Not All Bonds are Created Equal-The GNMA! (If it sounds too good to be true, it might be)

Based on a conversation I had over the weekend, I thought I would share some information gathered about the popular GNMA (Ginnie Mae) bonds. 

Most investors have heard of Mortgage Backed Securities (MBS) because they have been the cause of many problems over the last year.  GNMA Bonds are also MBS’s, but what makes them different from other MBS’s is that they are backed by the “Full Faith and Credit: of the United States Government.”

While this is a great benefit to have and makes these particular bonds much safer than other MBS’s, that does not mean they are not without their own risks.   The government backing solves one of the bigger risks tied to MBS’s recently, default risk, but investors are still exposed to two other important risks – interest rate risk and term risk.  

For Example: An investor may look to a 3 year GNMA and find a yield much higher than a similar 3 year Treasury, BUT there is not guarantee that a 3 year GNMA will actually mature/pay out in three years, in fact it is highly likely a 3 year GNMA bond will eventually pay out over a much longer time frame due to the way a GNMA is paid back, from Mortgage refinancing.
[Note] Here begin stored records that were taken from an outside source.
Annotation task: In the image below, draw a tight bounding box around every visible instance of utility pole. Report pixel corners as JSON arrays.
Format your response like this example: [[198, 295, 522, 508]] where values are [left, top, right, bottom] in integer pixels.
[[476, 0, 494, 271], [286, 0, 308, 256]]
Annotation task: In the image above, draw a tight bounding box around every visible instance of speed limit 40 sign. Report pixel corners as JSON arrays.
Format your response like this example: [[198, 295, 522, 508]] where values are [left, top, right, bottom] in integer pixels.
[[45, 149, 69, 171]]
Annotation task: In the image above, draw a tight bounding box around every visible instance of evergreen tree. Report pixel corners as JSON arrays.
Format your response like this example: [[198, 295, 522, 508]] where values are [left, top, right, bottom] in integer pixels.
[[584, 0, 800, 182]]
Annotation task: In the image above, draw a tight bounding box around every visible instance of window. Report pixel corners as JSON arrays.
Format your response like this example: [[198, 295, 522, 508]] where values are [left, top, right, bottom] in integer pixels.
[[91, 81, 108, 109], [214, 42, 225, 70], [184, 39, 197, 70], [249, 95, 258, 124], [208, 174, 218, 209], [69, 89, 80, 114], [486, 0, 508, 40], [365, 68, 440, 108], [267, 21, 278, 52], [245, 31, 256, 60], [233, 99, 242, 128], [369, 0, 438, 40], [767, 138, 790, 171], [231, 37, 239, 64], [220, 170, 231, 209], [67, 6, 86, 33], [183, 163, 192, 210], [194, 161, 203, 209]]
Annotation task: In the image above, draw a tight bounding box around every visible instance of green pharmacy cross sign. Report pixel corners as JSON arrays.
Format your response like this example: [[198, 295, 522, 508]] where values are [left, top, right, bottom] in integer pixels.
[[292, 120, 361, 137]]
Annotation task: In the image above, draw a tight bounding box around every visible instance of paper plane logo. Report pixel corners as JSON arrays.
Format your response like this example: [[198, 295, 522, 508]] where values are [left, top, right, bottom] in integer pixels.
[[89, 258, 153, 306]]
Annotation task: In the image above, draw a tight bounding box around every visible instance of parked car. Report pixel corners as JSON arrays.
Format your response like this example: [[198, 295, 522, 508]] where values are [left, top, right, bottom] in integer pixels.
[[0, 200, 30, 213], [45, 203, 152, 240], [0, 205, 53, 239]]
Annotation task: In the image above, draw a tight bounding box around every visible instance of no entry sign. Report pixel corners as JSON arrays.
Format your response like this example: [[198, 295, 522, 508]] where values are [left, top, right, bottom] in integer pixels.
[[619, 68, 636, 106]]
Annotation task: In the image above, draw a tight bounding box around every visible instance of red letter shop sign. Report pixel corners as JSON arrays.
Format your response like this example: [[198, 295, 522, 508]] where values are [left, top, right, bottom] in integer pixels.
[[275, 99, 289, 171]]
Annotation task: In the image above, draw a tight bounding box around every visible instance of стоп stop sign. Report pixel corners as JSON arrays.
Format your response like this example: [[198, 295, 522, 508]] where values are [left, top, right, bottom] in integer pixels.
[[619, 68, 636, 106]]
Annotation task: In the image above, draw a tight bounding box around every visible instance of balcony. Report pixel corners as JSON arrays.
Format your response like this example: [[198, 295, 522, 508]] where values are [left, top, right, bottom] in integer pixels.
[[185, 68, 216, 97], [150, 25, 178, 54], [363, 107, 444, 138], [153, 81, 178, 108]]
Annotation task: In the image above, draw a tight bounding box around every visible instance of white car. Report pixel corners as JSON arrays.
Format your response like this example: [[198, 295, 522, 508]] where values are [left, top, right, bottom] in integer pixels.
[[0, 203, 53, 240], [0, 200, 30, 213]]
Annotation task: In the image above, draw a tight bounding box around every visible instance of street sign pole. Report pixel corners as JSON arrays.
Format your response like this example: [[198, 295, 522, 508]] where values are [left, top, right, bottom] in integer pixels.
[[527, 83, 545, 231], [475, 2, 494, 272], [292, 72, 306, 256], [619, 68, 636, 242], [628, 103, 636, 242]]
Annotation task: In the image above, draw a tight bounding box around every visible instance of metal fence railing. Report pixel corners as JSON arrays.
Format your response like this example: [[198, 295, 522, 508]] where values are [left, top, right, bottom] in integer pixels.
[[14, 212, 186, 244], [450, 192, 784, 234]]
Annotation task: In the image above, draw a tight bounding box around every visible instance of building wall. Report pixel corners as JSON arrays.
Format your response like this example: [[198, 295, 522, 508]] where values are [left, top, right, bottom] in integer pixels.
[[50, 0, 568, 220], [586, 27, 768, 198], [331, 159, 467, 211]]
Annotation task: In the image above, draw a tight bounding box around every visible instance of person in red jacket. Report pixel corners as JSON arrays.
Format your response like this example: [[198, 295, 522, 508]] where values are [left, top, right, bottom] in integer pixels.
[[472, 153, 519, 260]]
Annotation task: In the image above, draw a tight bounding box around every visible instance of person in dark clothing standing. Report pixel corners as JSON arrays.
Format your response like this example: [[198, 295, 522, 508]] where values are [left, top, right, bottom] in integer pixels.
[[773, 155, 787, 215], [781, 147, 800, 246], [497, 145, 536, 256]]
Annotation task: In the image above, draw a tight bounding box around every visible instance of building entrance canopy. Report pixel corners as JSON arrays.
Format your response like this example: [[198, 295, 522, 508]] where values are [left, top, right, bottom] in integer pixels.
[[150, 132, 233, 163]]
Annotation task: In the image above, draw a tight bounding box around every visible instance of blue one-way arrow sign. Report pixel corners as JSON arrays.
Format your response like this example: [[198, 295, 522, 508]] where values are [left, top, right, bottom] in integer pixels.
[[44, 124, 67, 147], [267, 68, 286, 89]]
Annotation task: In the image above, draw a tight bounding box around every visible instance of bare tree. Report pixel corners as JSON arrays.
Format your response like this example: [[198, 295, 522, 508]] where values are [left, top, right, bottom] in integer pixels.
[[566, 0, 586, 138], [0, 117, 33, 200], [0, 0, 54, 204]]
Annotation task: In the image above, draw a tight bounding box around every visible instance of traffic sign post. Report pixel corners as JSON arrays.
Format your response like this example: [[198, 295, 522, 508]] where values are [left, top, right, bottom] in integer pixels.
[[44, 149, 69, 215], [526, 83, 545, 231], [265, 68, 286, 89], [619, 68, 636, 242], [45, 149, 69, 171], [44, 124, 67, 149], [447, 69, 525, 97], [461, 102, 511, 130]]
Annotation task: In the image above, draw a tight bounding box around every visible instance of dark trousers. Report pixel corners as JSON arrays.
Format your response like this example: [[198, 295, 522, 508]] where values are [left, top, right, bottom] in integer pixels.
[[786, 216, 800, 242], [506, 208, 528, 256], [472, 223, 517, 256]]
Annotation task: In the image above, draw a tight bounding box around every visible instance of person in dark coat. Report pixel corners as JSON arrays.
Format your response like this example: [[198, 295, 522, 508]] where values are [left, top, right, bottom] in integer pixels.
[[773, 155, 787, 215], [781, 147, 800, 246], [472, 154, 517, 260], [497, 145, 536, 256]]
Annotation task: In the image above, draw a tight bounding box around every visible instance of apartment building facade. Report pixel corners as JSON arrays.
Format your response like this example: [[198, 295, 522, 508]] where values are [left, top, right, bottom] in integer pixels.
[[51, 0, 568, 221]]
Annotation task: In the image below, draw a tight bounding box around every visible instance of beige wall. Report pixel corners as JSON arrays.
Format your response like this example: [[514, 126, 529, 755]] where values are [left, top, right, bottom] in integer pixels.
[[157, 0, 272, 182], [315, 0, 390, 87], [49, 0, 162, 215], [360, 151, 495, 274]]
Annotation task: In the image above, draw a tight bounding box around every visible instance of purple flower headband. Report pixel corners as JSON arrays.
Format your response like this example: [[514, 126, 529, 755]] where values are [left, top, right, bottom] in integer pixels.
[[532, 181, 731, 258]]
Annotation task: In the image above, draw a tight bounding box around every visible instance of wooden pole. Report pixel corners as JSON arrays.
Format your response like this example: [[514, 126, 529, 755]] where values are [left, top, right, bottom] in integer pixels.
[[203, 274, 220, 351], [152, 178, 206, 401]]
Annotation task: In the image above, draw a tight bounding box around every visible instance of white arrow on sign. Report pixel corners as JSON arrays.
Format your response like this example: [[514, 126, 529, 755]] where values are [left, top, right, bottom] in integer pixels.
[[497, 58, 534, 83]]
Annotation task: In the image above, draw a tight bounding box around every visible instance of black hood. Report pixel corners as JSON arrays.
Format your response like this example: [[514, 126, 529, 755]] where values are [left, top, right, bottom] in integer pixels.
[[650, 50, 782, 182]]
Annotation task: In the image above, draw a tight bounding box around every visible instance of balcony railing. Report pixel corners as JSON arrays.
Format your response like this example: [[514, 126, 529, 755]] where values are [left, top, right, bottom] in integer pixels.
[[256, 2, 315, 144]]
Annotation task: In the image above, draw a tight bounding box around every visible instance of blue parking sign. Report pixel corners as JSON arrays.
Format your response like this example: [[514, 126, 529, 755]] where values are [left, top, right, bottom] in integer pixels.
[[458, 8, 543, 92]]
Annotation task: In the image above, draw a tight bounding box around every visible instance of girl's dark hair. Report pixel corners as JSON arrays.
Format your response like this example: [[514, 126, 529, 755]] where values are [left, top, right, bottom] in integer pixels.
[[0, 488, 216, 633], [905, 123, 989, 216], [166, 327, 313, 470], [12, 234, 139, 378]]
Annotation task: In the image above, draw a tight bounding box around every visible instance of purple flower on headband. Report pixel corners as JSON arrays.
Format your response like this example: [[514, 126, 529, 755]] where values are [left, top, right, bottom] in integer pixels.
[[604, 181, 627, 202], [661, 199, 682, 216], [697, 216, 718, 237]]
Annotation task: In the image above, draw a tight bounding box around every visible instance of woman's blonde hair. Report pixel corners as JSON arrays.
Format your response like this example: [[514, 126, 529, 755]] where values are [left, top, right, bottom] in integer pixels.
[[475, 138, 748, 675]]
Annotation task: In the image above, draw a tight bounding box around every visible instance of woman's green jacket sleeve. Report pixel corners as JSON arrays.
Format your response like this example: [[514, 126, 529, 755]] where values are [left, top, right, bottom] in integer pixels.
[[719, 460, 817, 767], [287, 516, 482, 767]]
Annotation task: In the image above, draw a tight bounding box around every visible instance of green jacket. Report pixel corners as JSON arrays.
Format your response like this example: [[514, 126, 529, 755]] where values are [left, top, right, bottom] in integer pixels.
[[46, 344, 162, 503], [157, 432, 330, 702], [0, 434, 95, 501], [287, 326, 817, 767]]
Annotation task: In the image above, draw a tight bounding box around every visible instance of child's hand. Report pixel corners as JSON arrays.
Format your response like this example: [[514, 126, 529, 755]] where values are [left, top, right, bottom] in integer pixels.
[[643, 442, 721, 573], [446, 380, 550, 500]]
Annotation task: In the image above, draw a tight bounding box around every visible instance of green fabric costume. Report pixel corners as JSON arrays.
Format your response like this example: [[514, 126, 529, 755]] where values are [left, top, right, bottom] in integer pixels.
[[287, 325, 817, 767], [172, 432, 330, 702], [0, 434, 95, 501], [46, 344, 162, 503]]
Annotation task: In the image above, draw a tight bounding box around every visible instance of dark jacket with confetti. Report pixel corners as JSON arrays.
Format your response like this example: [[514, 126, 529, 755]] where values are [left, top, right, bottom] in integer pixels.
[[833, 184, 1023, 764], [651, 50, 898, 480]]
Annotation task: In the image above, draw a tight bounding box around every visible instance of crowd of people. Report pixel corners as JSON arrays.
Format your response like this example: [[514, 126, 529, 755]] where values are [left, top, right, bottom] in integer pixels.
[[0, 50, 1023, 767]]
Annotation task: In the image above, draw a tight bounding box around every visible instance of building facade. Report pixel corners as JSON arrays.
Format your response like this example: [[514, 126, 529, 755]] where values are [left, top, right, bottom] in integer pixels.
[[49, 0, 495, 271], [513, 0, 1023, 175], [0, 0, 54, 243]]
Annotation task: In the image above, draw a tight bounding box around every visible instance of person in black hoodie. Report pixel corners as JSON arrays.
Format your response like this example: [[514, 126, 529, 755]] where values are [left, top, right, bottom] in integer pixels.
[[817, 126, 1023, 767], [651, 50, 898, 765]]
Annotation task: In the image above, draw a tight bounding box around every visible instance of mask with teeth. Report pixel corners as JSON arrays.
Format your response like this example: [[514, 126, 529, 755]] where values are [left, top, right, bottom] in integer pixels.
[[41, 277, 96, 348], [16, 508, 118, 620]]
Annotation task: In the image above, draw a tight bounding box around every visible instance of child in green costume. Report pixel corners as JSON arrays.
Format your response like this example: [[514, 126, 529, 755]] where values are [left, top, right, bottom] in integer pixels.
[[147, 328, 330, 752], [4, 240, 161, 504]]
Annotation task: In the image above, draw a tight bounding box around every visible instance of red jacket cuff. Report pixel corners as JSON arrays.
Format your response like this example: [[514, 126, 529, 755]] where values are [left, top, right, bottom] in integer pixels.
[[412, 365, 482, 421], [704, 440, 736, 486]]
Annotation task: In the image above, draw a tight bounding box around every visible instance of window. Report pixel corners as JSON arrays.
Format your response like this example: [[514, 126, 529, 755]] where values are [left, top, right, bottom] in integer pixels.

With Mortgage rates at extremely low levels, if rates rise, refinancing may slow, turning a 3 year GNMA into a much longer maturity instrument AND exposing the investor to future principal and interest rate risk.

Investors should review these risks because of the higher yield these GNMA bonds pay.  Remember that there is no such thing as a free lunch, and that yield is equivalent to the risk one has to take for the investment.  The higher yield may pose an immediate satisfaction at a much greater risk in the future.